AMD has a booming data center segment, which grew 83% year-over-year in Q2 2022, generating $1.5 billion in revenue. The company counts some of the largest cloud service providers as data center customers, including Microsoft (Azure) and two of the FAANG names – Amazon (Amazon Web Services) and Alphabet (Google Cloud).

But it’s AMD’s recent acquisition of Xilinx for $49 billion that could be the real driver of long-term growth. Xilinx is the industry leader in adaptive computing, a technology that involves semiconductors that adapt to user needs in real time, reducing the need to constantly swap hardware. AMD believes this is the next frontier, and the newly merged companies will likely become the undisputed leader in high-performance computing over the next 10 years and beyond.

AMD’s market valuation currently stands at just $158 billion, which is paltry by FAANG standards, but there’s no doubt the company has as much of an impact on the tech sector as anyone. which of the names of this acronym. Currently, AMD shares are trading at a lower price/earnings multiple (25.5) than the Nasdaq-100 tech index (26.8), so this could be a great time to start building a position.

This top dog is down, but not out

Jamie Louko (Shopify): Shopify has had its ups and downs lately, and the stock has certainly been punished for it. Shares on this e-commerce platform are down 78% from their all-time highs. This is partly because the company sees e-commerce as a percentage of the downward trend in U.S. retail sales, and while e-commerce adoption is still higher than it was not in 2019, it is declining in line with the pre-pandemic situation. growth projections.

However, e-commerce is expected to become increasingly popular and Shopify will likely benefit from this. The company empowers small businesses to start, run, and grow their businesses to help compete with larger e-commerce sites. This venture has been quite successful: Shopify now has millions of merchants worldwide, which helped sell nearly $47 billion in merchandise volume in the second quarter of 2022.

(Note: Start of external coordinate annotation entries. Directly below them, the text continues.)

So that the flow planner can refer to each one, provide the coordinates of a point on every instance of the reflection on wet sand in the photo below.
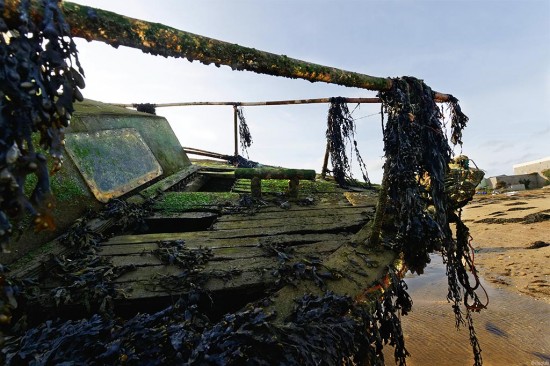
(513, 330)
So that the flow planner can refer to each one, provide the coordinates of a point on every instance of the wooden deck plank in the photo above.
(145, 256)
(303, 220)
(340, 225)
(280, 213)
(290, 240)
(146, 289)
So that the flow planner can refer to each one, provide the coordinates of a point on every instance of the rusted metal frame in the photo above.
(158, 39)
(255, 104)
(236, 130)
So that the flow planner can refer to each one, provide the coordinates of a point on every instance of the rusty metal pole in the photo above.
(325, 161)
(236, 130)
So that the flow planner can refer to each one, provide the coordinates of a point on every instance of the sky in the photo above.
(494, 56)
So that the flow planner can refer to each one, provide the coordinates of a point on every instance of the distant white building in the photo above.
(535, 166)
(531, 171)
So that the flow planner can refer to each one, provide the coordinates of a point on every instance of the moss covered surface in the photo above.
(155, 130)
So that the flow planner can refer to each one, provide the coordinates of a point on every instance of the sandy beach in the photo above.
(511, 239)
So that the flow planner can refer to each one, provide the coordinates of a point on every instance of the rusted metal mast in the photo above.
(158, 39)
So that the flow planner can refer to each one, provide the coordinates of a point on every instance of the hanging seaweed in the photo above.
(340, 133)
(323, 330)
(40, 78)
(146, 108)
(417, 158)
(244, 133)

Shopify merchants accounted for more than 10% of US retail e-commerce sales in 2021, but the company could take more of a share. Shopify is known for its innovation and is constantly delivering new features and products to help its merchants thrive. This could turn Shopify into a go-to platform and help it gain market share.

One of Shopify’s latest innovations is the Shopify Fulfillment Network (SFN), which allows merchants to offload shipping and fulfillment tasks to Shopify. It will be expensive to build, but it could add value. One of the advantages of big e-commerce players over small businesses is fast delivery times, so the fact that Shopify can achieve two-day delivery for the majority of orders could be a huge incentive to use the Shopify platform.

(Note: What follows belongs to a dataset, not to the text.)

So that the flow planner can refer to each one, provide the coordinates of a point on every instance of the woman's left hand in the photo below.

Shopify is a leader in the small business arena and tackles a huge market. Its high switching costs also make its platform sticky. The company trades at 9.3 times its sales – a historically low valuation since its IPO in 2015. Although this is higher than other e-commerce stocks like Etsy and BigCommerce Holdings Shopify’s competitive advantages might be worth a premium.

Given this historically reasonable price, investors might want to invest in this top dog and hold onto it for the long term.

John Mackey, CEO of Whole Foods Market, an Amazon subsidiary, is a board member of The Motley Fool. Suzanne Frey, an executive at Alphabet, is a board member of The Motley Fool. Randi Zuckerberg, former director of market development and spokesperson for Facebook and sister of Meta Platforms CEO Mark Zuckerberg, is a board member of The Motley Fool. Anthony Di Pizio has no position in the stocks mentioned. Jamie Louko holds positions at Amazon, Apple, Cloudflare, Inc., Etsy, Shopify, and Tesla. Trevor Jennewine holds roles at Amazon, Etsy, Shopify, and Tesla. The Motley Fool holds and recommends Advanced Micro Devices, Alphabet (A shares), Alphabet (C shares), Amazon, Apple, BigCommerce Holdings, Inc., Cloudflare, Inc., Etsy, Meta Platforms, Inc., Microsoft, Netflix, Shopify and Tesla. The Motley Fool recommends the following options: Shopify January 2023 $1140 long call, Apple March 2023 long call $120, Shopify January 2023 $1160 short call, and March 2023 $130 short call 2023 on Apple. The Motley Fool has a disclosure policy.